Question 2: Customer Segmentation (Total Spent per Customer)

# Group by CustomerID and calculate total spending

customer_spending = df.groupBy("CustomerID") \

  .agg(sum(col("Quantity") * col("UnitPrice")).alias("TotalSpent"))

# Further analysis with clustering or machine learning models can be done here

 Question 3: Seasonal Trends (Monthly Revenue)

Group by Year and Month and calculate total revenue

monthly_revenue = df.groupBy("Year", "Month") \

  .agg(sum(col("Quantity") * col("UnitPrice")).alias("TotalRevenue")) \

  .orderBy(col("Year"), col("Month"))

Step 7: Display the results.

product_sales.show()  # Option 1 for Product Analysis

product_desc_sales.show()  # Option 2 (uncomment for Description Analysis)

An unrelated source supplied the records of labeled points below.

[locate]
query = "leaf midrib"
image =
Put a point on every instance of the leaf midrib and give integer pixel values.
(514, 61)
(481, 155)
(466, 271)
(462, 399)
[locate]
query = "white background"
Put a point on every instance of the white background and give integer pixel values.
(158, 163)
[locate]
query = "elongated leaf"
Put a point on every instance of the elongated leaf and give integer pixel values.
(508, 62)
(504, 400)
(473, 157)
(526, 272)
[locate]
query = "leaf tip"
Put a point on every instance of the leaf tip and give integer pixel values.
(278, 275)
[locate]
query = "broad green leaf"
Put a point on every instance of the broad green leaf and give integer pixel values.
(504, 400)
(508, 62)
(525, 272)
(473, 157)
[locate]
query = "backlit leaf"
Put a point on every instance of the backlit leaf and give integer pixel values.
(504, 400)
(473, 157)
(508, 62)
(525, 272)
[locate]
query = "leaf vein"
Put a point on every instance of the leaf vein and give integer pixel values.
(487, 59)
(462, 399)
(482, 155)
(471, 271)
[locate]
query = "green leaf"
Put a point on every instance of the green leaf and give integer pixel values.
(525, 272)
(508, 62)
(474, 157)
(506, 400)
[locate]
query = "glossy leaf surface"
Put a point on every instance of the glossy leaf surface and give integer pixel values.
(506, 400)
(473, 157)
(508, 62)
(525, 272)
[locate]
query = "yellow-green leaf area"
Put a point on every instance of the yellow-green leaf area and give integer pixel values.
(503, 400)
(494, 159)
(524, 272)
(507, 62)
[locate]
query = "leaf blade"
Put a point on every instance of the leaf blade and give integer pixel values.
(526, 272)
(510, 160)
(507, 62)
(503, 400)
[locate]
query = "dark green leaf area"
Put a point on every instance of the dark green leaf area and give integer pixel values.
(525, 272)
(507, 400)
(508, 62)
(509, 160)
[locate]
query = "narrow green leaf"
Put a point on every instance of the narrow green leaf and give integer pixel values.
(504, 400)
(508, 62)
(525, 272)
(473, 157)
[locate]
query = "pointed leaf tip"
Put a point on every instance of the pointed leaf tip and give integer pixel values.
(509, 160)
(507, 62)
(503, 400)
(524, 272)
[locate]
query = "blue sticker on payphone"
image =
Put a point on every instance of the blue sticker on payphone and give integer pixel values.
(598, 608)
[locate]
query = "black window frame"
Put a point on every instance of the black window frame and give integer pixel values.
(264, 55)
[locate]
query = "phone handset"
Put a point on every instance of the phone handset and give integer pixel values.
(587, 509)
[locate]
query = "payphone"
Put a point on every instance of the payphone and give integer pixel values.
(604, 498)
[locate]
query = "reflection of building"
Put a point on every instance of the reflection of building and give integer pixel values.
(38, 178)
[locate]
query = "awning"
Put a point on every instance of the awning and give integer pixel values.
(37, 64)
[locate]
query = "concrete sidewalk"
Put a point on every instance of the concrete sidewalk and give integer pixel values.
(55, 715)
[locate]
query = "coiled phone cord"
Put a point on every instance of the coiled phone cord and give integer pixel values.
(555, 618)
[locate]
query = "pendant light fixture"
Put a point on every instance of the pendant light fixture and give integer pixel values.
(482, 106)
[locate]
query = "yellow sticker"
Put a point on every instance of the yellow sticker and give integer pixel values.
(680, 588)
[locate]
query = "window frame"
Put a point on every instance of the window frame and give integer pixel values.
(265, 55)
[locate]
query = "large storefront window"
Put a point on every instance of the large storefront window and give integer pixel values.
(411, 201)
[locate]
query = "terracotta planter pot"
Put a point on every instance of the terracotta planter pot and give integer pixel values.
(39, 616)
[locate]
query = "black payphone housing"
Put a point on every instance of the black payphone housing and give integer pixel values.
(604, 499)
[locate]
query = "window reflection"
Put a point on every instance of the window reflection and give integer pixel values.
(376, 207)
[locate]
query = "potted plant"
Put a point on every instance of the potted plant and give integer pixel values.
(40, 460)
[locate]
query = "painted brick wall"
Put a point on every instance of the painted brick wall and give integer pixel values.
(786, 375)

customer_spending.show()  # Customer Analysis

monthly_revenue.show()  # Seasonal Trends

Step 8: Stop SparkSession

spark.stop()

Output of the Above Code

+---------+------------------+

|StockCode|      TotalRevenue|

+---------+------------------+

|      DOT|206245.47999999998|

|    22423|164762.19000000003|

|    47566| 98302.97999999997|

|   85123A| 97894.50000000001|

|   85099B| 92356.03000000003|

|    23084| 66756.58999999985|

|     POST|          66230.64|

|    22086|          63791.94|

|    84879| 58959.73000000005|

|    79321|53768.060000000005|

|    22502| 51041.37000000002|

|    22197|50987.469999999994|

|    23298| 42700.02000000001|

|    22386| 41619.66000000003|

|    23203| 40991.38000000004|

|    21137|          40596.96|

|    22720| 37413.43999999998|

|    23284| 36565.38999999998|

|    22960| 36116.08999999999|

|    82484|35859.270000000004|

+---------+------------------+

only showing top 20 rows

 

+--------------------+------------------+

|         Description|      TotalRevenue|

+--------------------+------------------+

|      DOTCOM POSTAGE|206245.47999999998|

|REGENCY CAKESTAND...|164762.19000000003|

|WHITE HANGING HEA...|          99668.47|

|       PARTY BUNTING| 98302.97999999997|

|JUMBO BAG RED RET...| 92356.03000000003|

|  RABBIT NIGHT LIGHT| 66756.58999999985|

|             POSTAGE|          66230.64|

|PAPER CHAIN KIT 5...|          63791.94|

|ASSORTED COLOUR B...| 58959.73000000005|

|       CHILLI LIGHTS|53768.060000000005|

|      SPOTTY BUNTING|          42065.32|

|JUMBO BAG PINK PO...| 41619.66000000003|

|BLACK RECORD COVE...|          40596.96|

|PICNIC BASKET WIC...|           39619.5|

|SET OF 3 CAKE TIN...| 37413.43999999998|

|DOORMAT KEEP CALM...| 36565.38999999998|

|JAM MAKING SET WI...| 36116.08999999999|

|WOOD BLACK BOARD ...|35859.270000000004|

|LUNCH BAG RED RET...| 34897.31000000001|

|      POPCORN HOLDER| 33969.45999999999|

+--------------------+------------------+

only showing top 20 rows

 

+----------+------------------+

|CustomerID|        TotalSpent|

+----------+------------------+

|     17420| 598.8299999999999|

|     16861|            151.65|

|     16503|1421.4299999999998|

|     15727|           5178.96|

|     17389|31300.079999999998|

|     15100|             635.1|

|     12471|          18740.92|

|     16916| 576.2599999999999|

|     17809| 4627.619999999999|

|     15738|4788.7699999999995|

|     17044|            897.43|

|     17223|426.78999999999996|

|     18043|            559.51|

|     13329| 740.3999999999999|

|     17950|            472.12|

|     15535| 459.8999999999999|

|     14713|2664.2599999999998|

|     16565|             173.7|

|     13225| 6083.040000000001|

|     14944|           5842.95|

+----------+------------------+

only showing top 20 rows

Conclusion

By leveraging PySpark's capabilities, businesses can unlock valuable insights from big data, ultimately leading to better decision-making, improved customer experiences, and increased profitability. This case study serves as a starting point, and PySpark's versatility allows for application across various industries with specific data sources and business challenges.